Here’s an informative post by Jonathan Portes on a piece in the Telegraph by government ministers (and related report on the BBC) on the 371,000 migrants claiming benefits.
The figures are the “first ever estimates” on migrant benefit claims, but the reporting of the whole numbers, argues Portes, is misleading:
“[The figures say] that 371,000 people, out of a total of 5.5 million, who are claiming working-age benefits, were non-UK nationals when they first registered for a National Insurance number; of these 258,000 were from outside the European Economic Area. Of this latter group, 54% are now British nationals, so presumably the rest are not.
“Meanwhile, for comparison, we can also look at the Labour Force Survey. This says that, of the total number of people in work (about 29 million), some 4 million were born abroad. Of these 2.7 million were born outside the EEA. And of these, 1.3 million are not (yet) British citizens.

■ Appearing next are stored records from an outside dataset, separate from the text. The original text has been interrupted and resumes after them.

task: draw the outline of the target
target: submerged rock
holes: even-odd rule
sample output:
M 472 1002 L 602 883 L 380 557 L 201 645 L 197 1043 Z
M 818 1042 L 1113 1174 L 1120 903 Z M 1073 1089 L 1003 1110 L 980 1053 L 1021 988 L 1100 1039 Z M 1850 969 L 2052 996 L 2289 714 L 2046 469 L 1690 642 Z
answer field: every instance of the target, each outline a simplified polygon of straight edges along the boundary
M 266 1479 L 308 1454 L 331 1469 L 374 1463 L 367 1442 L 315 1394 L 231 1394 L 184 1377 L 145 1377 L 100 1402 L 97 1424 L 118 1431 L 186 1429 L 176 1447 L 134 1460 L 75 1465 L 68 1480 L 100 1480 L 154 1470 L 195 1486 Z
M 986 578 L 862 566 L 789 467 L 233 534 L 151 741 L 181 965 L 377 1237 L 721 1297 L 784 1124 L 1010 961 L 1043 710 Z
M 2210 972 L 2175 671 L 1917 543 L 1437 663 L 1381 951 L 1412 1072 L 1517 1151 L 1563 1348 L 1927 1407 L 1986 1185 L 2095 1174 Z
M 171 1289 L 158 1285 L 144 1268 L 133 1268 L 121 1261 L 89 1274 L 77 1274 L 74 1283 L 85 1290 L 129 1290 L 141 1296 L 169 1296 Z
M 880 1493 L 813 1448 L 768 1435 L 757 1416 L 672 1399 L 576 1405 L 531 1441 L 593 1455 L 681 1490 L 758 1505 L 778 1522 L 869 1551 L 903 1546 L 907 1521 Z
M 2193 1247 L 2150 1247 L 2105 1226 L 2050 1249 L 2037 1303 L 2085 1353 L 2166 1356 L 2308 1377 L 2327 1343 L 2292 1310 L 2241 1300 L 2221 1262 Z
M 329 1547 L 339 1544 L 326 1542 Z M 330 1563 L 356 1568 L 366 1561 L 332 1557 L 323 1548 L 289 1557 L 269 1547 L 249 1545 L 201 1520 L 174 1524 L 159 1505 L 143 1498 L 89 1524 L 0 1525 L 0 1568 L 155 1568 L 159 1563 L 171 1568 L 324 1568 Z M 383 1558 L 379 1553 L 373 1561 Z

“So, summing up these numbers in very rough percentages:
- migrants represent about 13% of all workers, but only 7% percent of out-of-work claimants;
- migrants from outside the EEA represent about 9-10% of all workers, but about 5% of out-of-work claimants
- foreign nationals from outside the EEA represent about 4.5% of all workers, but a little over 2% of out-of-work benefit claimants.”
He goes on to quote research by his own organisation, the National Institute of Economic and Social Research, “that non-European economic and student migrants impose costs on UK public services that are small both relative to the total cost of these services and to the share of these groups in the population as a whole.”
Useful evidence, useful context to an arbitrary headline number. But as he says: “The only question that remains for me is why today’s research was not reported this way.”